Monday, January 2, 2012

You Never Know What You Have Until...

Ever have something great, and then it's gone? Like spending time with someone that actually listens to you, entertains you, makes everything better when your sad, and is someone who treats you really nice, versus someone that treats you like you're an object versus a thing. That's not fair.
I guess when you realize things, things like this, it's too late to go back and fix them. You can only go foreward, there is no rewind button on the vcr of life. There's no pause. There's only the play button. And if you ask me, it's pretty fucked up that you can't rewind.
I miss my junior year of high school a lot for many reasons.
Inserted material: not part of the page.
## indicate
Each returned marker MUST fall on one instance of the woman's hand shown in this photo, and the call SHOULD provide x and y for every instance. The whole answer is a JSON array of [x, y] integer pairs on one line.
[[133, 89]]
I mean, senior year is okay, I mean I got into college, and I guess that's cool. I just miss my old band class, and my old lunch wave. I miss seeing my friends more, mainly because they are amazing people, and that they always treated me nice. Except for when they are busy and tell me to go away. I don't like that very much. I miss my friends who have graduated, and are away at college. I miss my first period US History class, where Jenni and I would gossip about pretty much everyone and everything. I miss the random emails that I used to write Charlotte everyday, because I hated typing with a passion, and never actually did my work. I miss my seventh period off period, spent with someone who ALWAYS listened to me, or ladder spend with two obnoxious boys...(okay fine, the one with the big nose is actually pretty cool.)
Next year, I'm going to be away from those people. I'm going to miss spending the mornings walking around with my friends. I'm going to miss playing the flute every single day. I'm going to miss walking into my friend's third period class.
I guess you never know what you have until it's gone.